Lo cierto es que pese a que el PP pretende desligarse en la moción de Vox, los populares ya compiten con los ultras aceptando sus reglas de juego. Y el problema, más allá de los partidos, de las organizaciones concretas que acaben por liderar esta restauración reaccionaria, es que la parte conservadora de la sociedad española se rige cada vez más por un sentido común ultraderechista: uno que considera al adversario ilegítimo, uno que habla de ilegalizar partidos, uno que hace de la mentira su argamasa, uno que entiende a la totalidad del país restringiéndolo a su idea, expulsando del mismo a quien ellos decidan que no encaje.
La moción puede tener consecuencias negativas para Vox, sobre todo si es percibida por la ciudadanía como un capricho inconsecuente que pone palos en las ruedas en un momento tan complicado como este. Abascal no es un tipo carismático, ni buen orador y su partido despierta grandes miedos y desafecciones en una parte mayoritaria de la sociedad. Territorialmente es un partido minoritario en zonas decisivas, sólo creciendo a costa del desgaste de los populares. Además lastra las posibilidades electorales de la derecha al partir su voto en dos mitades, más el bocado que el voluble Ciudadanos siempre se reserva. Hoy, además, recibirá un chaparrón parlamentario, justo a la inversa de lo que sucedió en las mociones contra Suárez y Rajoy, donde fueron los presidentes los que tuvieron que encarar a toda la cámara. Todo esto es cierto, pero la izquierda, como ya hizo en la primera década de siglo, puede caer en el error de la autosatisfacción y el cálculo táctico.
La cuestión es que lo cierto hoy puede dejar de serlo en muy poco tiempo, o cómo quien aparece en nuestro presente como la opción que se queda fuera de lo aceptable, puede ser quien encabece el descontento popular a medio plazo si lo aceptable acaba siendo el objeto de la ira de una población agitada por el descontento. Una frase de Abascal, "quien nos va a salvar no va a ser Bruselas, sino Móstoles", resume este modus operandi, que pretende situar a los ultras no como un partido más del arco parlamentario, sino como unos rebeldes que están al margen de eso que, de forma consciente o no, muchos imbéciles denominan "clase política".

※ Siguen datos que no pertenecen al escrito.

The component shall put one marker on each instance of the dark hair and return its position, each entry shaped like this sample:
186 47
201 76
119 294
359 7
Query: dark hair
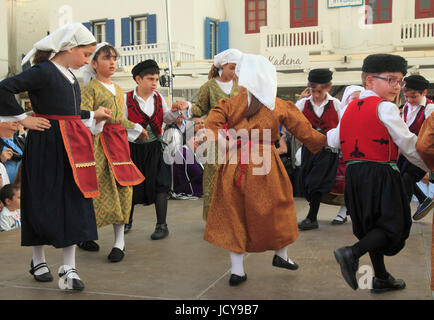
107 50
7 192
41 56
213 72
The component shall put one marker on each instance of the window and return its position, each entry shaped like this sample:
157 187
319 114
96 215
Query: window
99 31
256 15
303 13
424 9
378 11
140 31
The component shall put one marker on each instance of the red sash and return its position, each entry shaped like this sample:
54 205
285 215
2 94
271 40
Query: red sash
79 148
117 150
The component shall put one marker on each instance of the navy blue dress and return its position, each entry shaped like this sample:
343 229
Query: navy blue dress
53 210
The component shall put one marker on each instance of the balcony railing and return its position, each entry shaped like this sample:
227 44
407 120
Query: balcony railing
131 55
313 39
415 33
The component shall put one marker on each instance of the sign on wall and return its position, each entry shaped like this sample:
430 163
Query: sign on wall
344 3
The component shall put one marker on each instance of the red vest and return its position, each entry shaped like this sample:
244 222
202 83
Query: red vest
329 119
363 136
136 115
420 118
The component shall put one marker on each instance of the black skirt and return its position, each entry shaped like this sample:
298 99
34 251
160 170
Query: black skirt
375 198
317 171
53 210
406 166
148 158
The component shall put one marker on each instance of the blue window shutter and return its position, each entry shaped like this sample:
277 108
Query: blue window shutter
87 25
207 38
152 28
223 34
110 31
126 26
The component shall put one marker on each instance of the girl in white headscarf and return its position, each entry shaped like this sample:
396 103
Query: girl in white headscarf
222 83
252 208
57 181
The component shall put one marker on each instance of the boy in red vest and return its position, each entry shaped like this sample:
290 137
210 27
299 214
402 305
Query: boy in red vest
318 171
147 107
415 111
369 134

Por suerte, Vox nunca ha sabido jugar el papel destropopulista, al menos no tan bien como sus homólogos europeos. La ultraderecha española siempre ha tenido un fortísimo odio de clase hacia los trabajadores y, aunque pretendan ocultarlo mediante las apelaciones al "pueblo", más cerca del volk con misión histórica que de su acepción común, para cualquiera con olfato salta a la legua que son una colección de personajes de la cacería retratada en La Escopeta Nacional. El problema es que el miedo anula el olfato, la incertidumbre la razón y la ira los intereses de clase, en un momento, además, en que el propio concepto lleva años dejado de la mano de Dios por casi todos los que tenían que hacer de él su principal escarapela.
El único antídoto efectivo contra la ultraderecha, aquella representada en Vox, pero también en el PP de Casado que no le hace ascos a nada, es que el Gobierno tenga éxito, al menos relativo, en sus medidas sociales de transformación de la economía española. Cada impuesto a las clases altas que no se aprueba, cada cesión a los intereses del sistema financiero internacional, cada oportunidad perdida para salir de esta crisis diferentes a como entramos, es alimento para el árbol de la incertidumbre, uno del que pretenden comer los que hoy dan el primer paso para acabar con la democracia española.